País de perros

12/06/2020 - 20:03 José María Valero/Guadalajara

Cuando después de 20 llamadas de teléfono consigues hablar un minuto con tu progenitor, la conversación es de angustia.

Me despierto el 5 de junio con la noticia, prolongada de nuevo en el tiempo, de que “CLM no permitirá de momento visitas a residencias de mayores y pide “paciencia y tranquilidad” a familiares.

Tras casi tres meses de confinamiento, y cuando Simón nos anuncia, día tras día, que ya no hay muertes en España por coronavirus, se va levantando el coto al confinamiento, las terrazas de los bares se van llenando, las calles se llenan de paseantes o corredores, y poco a poco vuelve, el que puede, a su puesto de trabajo, aún no podemos visitar a nuestros ancianos. Después del discurso del señor Page, donde le daban igual los muertos, que ya se contarían al final, el Gobierno de CLM sigue valorando más el postureo que a las personas. Cristo dio una respuesta al diablo en una de las tentaciones tras los días de abstinencia por el desierto: “no solo de pan vive el hombre”, que sería bueno recordar en este caso.

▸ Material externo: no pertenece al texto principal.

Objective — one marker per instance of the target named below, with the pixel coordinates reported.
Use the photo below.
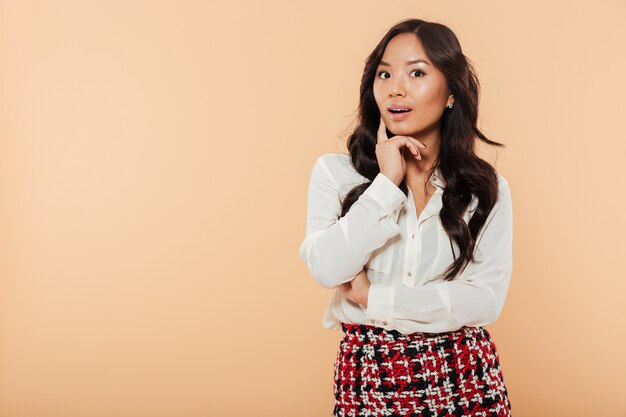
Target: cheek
(378, 96)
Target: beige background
(154, 164)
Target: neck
(421, 168)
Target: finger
(382, 131)
(405, 141)
(416, 142)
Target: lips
(398, 109)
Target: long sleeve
(336, 249)
(474, 298)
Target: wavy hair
(464, 173)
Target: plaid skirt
(382, 372)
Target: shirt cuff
(386, 193)
(380, 300)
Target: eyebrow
(413, 61)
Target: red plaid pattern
(382, 372)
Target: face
(418, 86)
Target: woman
(413, 231)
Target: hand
(357, 290)
(388, 153)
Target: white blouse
(404, 255)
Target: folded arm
(475, 297)
(336, 249)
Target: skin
(410, 154)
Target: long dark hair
(464, 173)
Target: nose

Nuestros ancianos, viviendo en residencias, sin la visita de sus familiares, carentes de afecto, de cariño, de un beso, de un abrazo, de una rosquilla que le lleva su hijo, sin que nadie les pregunte qué tal han dormido. Se sienten abandonados a su suerte, deprimidos, tristes, melancólicos, desilusionados de la vida. Si es cierto que los trabajadores de las residencias se pueden esmerar en sus cuidados, pero nuestros padres, madres y abuelos, en su última etapa de vida, no solo necesitan comer y lavarse, necesitan sobre todo el cariño de sus familiares, y eso se les está negando, hasta tal punto que no se morirán de coronavirus, pero se van muriendo de tristeza y abandono.

Cuando después de 20 llamadas de teléfono consigues hablar un minuto con tu progenitor, la conversación es de angustia: “cuando vienes, cada día estoy peor, te echo de menos, ya nadie me quiere, ya casi ni me levanto, me da igual comer que no; sin ánimo de vivir, desaseados, desaliñados y sin atención personalizada…” pero eso a los cabeza pensantes no les importa, hace un mes un anciano era un número que sumar a la cuenta, y ahora es alguien abandonado e intocable.

   Es curioso como empezamos el confinamiento: todos metidos en casa, excepto los servicios esenciales, y los perros que podían salir a pasear. Antes de conocer si los perros transmitían la enfermedad se les daba prioridad para pasear, mientras se recluía a la población a cada uno donde estuviera. Luego, reconociendo su error, se permitió pasear a los niños autistas, función imprescindible para su día a día, y poco a poco nos han dado suelta a los demás por tramos horarios; pero nuestros ancianos siguen recluidos en sus residencias, cual cárcel, sin poder salir y sin poder ser visitados por sus familiares, aunque sepan que están sanos, ni con medidas de seguridad, ni con espacios habilitados para poderse ver sin tocarse, nada absolutamente, toda relación prohibida, porque en este país a día de hoy, lo que importa más que nada, es que los perros puedan pasear  aunque nuestros ancianos se mueran de pena.